The agency notes that the manufacturer received “hundreds” of complaints that the pens failed to operate during emergency situations, and in some cases consumers died as a result. The FDA inspectors noted that many of the complaints involved a failure of the auto-injectors to function, as well as complaints that they had released the medication spontaneously before they were activated.
The letter also admonishes the manufacturers for not issuing an EpiPen recall in one case, even when they identified a defect in a critical component and confirmed that it had been the cause of similar problems in numerous complaints.
The FDA has ordered the manufacturing facility to correct the problems in how it has addressed previous complaints.
The letter comes as Mylan faces a number of EpiPen lawsuits over its pricing of the auto-injector pens.

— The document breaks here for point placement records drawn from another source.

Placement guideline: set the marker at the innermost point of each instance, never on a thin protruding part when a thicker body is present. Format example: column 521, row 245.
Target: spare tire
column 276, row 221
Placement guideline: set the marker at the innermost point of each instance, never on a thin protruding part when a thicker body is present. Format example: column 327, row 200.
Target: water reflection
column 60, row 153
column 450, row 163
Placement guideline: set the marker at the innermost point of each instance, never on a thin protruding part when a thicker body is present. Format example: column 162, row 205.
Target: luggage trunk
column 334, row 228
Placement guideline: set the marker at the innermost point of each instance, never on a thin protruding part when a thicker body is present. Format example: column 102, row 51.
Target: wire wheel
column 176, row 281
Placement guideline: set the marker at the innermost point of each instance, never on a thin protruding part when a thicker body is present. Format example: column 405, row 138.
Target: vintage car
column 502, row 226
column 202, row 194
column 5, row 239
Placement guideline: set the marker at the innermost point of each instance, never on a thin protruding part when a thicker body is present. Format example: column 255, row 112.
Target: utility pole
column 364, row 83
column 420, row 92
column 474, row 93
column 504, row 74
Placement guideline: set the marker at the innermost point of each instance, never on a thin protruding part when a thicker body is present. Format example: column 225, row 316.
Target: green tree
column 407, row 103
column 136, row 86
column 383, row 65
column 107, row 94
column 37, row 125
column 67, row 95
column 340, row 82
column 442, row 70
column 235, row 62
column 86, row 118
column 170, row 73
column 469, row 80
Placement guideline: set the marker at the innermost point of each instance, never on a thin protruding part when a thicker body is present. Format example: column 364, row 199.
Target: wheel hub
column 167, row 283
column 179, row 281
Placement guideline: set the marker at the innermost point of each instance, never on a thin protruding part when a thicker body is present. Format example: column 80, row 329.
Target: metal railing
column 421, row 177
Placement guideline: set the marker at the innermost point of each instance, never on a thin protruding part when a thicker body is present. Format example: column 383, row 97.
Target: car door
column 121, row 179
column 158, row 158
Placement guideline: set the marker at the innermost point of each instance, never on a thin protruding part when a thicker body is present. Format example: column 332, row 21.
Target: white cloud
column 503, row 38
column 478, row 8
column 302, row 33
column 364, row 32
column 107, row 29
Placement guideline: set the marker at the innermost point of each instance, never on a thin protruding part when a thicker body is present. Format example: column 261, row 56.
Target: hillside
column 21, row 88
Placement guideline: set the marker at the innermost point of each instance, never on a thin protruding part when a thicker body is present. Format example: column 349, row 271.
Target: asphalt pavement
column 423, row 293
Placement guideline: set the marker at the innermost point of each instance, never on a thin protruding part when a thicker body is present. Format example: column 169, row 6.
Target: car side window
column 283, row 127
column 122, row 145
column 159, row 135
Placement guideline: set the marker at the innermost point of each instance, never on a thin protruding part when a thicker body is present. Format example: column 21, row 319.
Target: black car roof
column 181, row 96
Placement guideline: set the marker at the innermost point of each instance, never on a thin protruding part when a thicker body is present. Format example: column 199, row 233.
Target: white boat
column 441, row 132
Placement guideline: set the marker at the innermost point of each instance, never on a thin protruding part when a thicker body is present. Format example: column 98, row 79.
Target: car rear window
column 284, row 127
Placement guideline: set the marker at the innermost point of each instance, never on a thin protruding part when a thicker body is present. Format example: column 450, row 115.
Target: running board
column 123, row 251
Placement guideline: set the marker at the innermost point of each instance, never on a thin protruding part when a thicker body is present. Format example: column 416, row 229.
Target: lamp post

Most, if not all, of the complaints seek class action status to present claims for various groups of potential consumers who have used or need to use the injections, potentially impacting millions of Americans.
On August 3, the U.S. JPML determined that all pending and future cases should be transferred to U.S. District Judge Daniel Crabtree in the District of Kansas for coordinated pretrial proceedings as part of an EpiPen multidistrict litigation (MDL).
Mylan has been the subject of Congressional hearings, lawsuits and public ridicule and derision since it sextupled the price of the epinephrine shots after purchasing the EpiPen brand in 2007. Critics claim that Mylan is price-gouging consumers by charging $600 for a pack of two EpiPens, which cost about $100 just 10 years ago.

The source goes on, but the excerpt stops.